📝 About This Recipe
This luxurious breakfast bowl transforms humble chia seeds into a decadent, custard-like treat using the rich fats of full-fat coconut milk. Originating from ancient Aztec traditions and reimagined for the modern gourmet kitchen, this dish balances the floral notes of real vanilla bean with a hint of maple sweetness. It is the ultimate make-ahead meal that feels like dessert but fuels your body with omega-3s and fiber.
🥗 Ingredients
The Pudding Base
- 1/2 cup Black or White Chia Seeds (organic preferred for best absorption)
- 1 can (13.5 oz) Full-Fat Coconut Milk (shaken well before opening)
- 1/2 cup Unsweetened Almond Milk (to lighten the consistency slightly)

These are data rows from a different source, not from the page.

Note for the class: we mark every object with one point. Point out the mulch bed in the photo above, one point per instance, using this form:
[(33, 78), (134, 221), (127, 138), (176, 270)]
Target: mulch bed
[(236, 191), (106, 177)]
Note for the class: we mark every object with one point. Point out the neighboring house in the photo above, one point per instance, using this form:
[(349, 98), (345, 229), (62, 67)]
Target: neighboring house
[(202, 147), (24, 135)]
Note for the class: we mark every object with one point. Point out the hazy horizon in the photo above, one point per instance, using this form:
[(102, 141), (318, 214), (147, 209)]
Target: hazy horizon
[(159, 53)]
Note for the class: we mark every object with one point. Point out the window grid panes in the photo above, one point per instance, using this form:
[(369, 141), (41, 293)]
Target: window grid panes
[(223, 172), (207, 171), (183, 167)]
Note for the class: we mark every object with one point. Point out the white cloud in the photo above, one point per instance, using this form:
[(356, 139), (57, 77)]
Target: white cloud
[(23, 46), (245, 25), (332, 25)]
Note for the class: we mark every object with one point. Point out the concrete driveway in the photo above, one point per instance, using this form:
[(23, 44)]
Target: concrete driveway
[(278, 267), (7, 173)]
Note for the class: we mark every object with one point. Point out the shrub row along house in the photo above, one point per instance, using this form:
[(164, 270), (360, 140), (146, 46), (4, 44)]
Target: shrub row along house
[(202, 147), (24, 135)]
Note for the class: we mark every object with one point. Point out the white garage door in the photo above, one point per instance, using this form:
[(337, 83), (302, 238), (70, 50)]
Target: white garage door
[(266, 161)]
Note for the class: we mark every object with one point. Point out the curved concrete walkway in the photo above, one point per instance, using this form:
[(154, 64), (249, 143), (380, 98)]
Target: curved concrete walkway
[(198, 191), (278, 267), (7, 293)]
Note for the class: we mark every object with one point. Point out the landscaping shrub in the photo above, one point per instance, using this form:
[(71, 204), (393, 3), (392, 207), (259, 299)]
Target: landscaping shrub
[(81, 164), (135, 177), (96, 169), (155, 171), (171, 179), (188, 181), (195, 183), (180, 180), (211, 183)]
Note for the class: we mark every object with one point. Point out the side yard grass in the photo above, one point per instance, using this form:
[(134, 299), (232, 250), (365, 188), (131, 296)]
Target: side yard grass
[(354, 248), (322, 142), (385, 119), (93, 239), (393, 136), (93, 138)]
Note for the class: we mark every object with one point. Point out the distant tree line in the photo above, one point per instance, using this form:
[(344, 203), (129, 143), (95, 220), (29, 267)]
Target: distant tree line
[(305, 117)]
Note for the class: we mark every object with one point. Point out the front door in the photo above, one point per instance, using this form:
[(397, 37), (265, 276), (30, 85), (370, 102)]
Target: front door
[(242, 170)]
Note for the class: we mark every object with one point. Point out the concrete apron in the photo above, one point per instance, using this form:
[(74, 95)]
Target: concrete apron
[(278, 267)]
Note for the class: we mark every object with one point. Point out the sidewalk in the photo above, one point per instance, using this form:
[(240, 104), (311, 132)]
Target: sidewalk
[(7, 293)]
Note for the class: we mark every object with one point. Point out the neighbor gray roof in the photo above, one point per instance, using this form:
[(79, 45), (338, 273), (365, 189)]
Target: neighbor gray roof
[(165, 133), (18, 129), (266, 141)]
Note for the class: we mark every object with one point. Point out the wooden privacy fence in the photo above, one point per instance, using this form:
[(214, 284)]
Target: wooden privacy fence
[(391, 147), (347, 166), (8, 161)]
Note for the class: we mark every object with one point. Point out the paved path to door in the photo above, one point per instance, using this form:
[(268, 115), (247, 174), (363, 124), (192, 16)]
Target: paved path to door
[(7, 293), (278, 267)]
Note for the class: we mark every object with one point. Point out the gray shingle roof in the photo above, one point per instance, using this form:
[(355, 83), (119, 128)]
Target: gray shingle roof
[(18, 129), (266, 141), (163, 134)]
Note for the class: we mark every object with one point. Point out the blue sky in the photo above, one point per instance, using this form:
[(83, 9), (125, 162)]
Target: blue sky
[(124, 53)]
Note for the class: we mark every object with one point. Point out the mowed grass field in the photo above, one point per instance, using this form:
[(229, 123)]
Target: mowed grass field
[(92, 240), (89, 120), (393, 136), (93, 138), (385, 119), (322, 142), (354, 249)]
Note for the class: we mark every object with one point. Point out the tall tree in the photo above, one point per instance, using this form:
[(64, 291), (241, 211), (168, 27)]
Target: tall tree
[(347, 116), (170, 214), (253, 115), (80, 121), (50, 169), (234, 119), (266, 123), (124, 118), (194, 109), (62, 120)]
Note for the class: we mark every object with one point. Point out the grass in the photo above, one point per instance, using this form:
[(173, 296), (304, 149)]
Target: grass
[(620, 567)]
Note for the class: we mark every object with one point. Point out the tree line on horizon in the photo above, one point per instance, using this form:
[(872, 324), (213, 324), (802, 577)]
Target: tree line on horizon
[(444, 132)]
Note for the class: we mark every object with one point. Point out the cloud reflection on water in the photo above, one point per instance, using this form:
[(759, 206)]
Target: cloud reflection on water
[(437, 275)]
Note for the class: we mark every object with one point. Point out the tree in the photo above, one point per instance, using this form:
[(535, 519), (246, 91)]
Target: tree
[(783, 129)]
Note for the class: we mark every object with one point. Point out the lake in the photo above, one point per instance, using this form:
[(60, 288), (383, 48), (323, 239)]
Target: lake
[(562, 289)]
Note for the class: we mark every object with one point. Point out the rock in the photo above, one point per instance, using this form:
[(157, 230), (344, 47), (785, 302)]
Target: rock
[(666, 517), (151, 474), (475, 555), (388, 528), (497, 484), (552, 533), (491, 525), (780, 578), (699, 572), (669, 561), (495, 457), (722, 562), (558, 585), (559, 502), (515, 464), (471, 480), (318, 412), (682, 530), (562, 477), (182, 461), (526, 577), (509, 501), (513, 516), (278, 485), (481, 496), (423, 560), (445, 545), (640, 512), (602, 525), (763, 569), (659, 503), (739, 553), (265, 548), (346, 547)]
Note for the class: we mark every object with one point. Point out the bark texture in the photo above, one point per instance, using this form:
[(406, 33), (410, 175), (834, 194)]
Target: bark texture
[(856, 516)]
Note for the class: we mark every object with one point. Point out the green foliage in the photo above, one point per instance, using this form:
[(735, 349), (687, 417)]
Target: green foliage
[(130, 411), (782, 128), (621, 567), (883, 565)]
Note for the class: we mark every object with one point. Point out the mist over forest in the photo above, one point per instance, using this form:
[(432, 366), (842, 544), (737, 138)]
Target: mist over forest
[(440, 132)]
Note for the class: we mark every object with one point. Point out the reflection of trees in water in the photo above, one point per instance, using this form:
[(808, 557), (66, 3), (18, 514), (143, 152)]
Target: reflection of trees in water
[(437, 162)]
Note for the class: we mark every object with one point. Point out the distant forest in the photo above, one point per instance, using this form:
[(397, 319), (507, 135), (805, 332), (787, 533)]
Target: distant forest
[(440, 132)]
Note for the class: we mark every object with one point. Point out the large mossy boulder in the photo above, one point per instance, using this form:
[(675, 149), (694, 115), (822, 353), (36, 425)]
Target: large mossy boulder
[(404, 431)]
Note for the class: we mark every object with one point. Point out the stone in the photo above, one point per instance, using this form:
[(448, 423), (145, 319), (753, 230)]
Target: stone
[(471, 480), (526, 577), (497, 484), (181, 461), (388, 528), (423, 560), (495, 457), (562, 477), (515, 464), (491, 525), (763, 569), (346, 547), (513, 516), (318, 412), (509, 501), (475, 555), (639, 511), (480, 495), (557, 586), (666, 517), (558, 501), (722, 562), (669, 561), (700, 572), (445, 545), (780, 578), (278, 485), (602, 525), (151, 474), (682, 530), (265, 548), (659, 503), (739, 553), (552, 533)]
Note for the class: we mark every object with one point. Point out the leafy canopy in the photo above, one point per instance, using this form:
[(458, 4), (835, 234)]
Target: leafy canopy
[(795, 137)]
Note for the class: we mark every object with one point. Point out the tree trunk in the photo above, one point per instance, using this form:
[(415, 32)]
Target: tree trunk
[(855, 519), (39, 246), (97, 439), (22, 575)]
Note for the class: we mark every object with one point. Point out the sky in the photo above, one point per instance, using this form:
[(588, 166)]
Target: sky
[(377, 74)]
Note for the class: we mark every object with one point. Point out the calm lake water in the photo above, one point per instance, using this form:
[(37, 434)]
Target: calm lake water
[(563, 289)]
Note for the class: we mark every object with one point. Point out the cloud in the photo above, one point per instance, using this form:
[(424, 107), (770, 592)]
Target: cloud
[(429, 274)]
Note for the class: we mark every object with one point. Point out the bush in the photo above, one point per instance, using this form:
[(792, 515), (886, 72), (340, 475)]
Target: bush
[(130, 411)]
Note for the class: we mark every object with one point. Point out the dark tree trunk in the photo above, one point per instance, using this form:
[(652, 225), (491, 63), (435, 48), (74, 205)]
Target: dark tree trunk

- 3 tablespoons Pure Maple Syrup (adjust to desired sweetness)
- 1 teaspoon Vanilla Bean Paste (or the seeds scraped from one pod)
- 1/8 teaspoon Sea Salt (to enhance the coconut flavor)
- 1/4 teaspoon Ground Cinnamon (for a subtle warm undertone)
Fresh Fruit & Texture
- 1 cup Fresh Mango (diced into small cubes)
- 1/2 cup Fresh Raspberries (washed and patted dry)
- 1/4 cup Toasted Coconut Flakes (unsweetened)
- 2 tablespoons Roasted Macadamia Nuts (roughly chopped)
The Finishing Touches
- 4-6 leaves Fresh Mint Leaves (for garnish)
- 1 tablespoon Hemp Hearts (for extra protein and crunch)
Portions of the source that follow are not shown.